A survey of the aeromycota of Sydney and its correspondence with environmental conditions: grass as a component of urban forestry could be a major determinant

Publication Type:
Journal Article
Aerobiologia, 2016, 32 (2), pp. 171 - 185
Issue Date:
Full metadata record
© 2015, Springer Science+Business Media Dordrecht. A comprehensive survey of airborne fungi has been lacking for the Sydney region. This study determined the diversity and abundance of outdoor airborne fungal concentrations in urban Sydney. Monthly air samples were taken from 11 sites in central Sydney, and culturable fungi identified and quantified. The genus Cladosporium was the most frequently isolated fungal genus, with a frequency of 78 % and a mean density of 335 CFU m−3. The next most frequently encountered genus was Alternaria, occurring in 53 % of samples with a mean of 124 CFU m−3. Other frequently identified fungi, in decreasing occurrence, were as follows: Penicillium, Fusarium, Epicoccum, Phoma, Acremonium and Aureobasidium.
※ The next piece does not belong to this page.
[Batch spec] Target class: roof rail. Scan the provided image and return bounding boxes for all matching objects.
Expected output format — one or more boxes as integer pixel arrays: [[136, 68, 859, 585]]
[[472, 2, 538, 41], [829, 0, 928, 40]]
Additionally, seasonal and spatial trends of airborne fungi were assessed, with increases in total culturable fungal concentrations experienced in the summer months. The correspondence between a range of key environmental variables and the phenology of airborne fungal propagules was also examined, with temperature, wind speed and proximal greenspace having the largest influence on fungal propagule density. If the greenspace was comprised of grass, stronger associations with fungal behaviour were observed.